インターハイ開幕16

 俺から灯へのパスが、吉村にスティールされた。


 吉村は、市村へとパス。市村はジャンプシュートを決めた。


 すぐに俺はオフェンスへと切り替えて、市村が何もできないように、壁を作った。


 市村は1対1を仕掛けようと、ドリブルで俺を抜くというスタイルをした。


 でも、これはフェイク。
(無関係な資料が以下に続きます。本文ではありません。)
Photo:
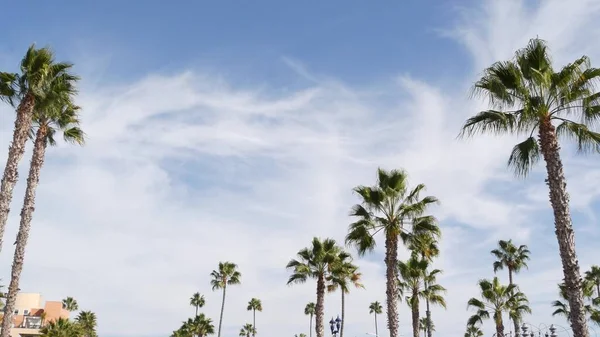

フリースローラインに入っていくのではなく、下がった。


 スリーポイントラインよりも、やや遠い。


 1対1だと思った俺は、遅れた。


 市村はスリーポイントラインより、やや遠いところから、シュートを放つ。


 ディープスリーだ。


 俺が戻ってきた時には、もう、市村の手からボールが離れていた。


 市村のディープスリーは、見事にリングの中へ。


 俺は市村の動きが見抜けなくて、悔しかった。


 市村は、仕返しと言わんばかりに、俺を横目で見て、不敵に笑う。


「面白い」


 俺はフッと笑みが溢れて、つい、口にした。


 市村に乗ってみるか。バスケってこんなに面白かったっけ?


 ずっとバスケをやってきたけど、こんなにワクワクしたのは初めてだ。


 城伯高校のオフェンス。


 俺はボールを一度持ったが、すぐに慧に渡していた。


 慧はドリブルから自分で、シュートを決めに行くとアピールした。


 立川もその気になって、シュートを決めるだろうと予測していた。


 だから、シュートをする動作の時に、手を出していく。シュートブロックを狙ってだ。


 ところが、それはフェイク。


 シュート体制に入っているし、既に慧は空中にいるにも関わらず、瞬時に判断した。


 灯にパスをする。


 空中でシュートからバスへ切り替えるとは、立川も思っていなかったようだ。


 灯はボールをもらうと、慧に手で合図する。


 灯の合図で、慧はスリーポイントラインまで走る。コーナーまで来ると、慧はノーマークになっていた。


 灯はそこを狙って、慧にパス。


 慧はすかさず、スリーポイントを放つ。コーナーからのスリーポイントは難しい。


 それでも、慧のシュート動作は軽やかだった。無駄な力が抜けていて、ふわっと浮かせる感じだ。


 そのシュートはシュッと音を立てて綺麗に決まった。


「センターもスリーポイントを打つ。このチームはオールマイティーだな」


 立川は目をぱちくりさせていた。


「あのポイントガードだけじゃない。誰でもスリーポイントを打ってくる。スリーポイントを阻止しよう」


 市村が三ツ谷高校のメンバーに声をかけた。


「そうだな。これ以上、スリーポイントをさせないようにするぞ」


 立川が頷いた。


 俺は俺で、スリーポイントをやり過ぎているから、そろそろ止めに入るから、打てなくなるだろうと予測していた。


 そのことを城伯高校のメンバーに伝えていた。


 スリーポイントを止められたとしたら、次にやるプレーは。


 俺の中では、既に頭の中に浮かんでいる。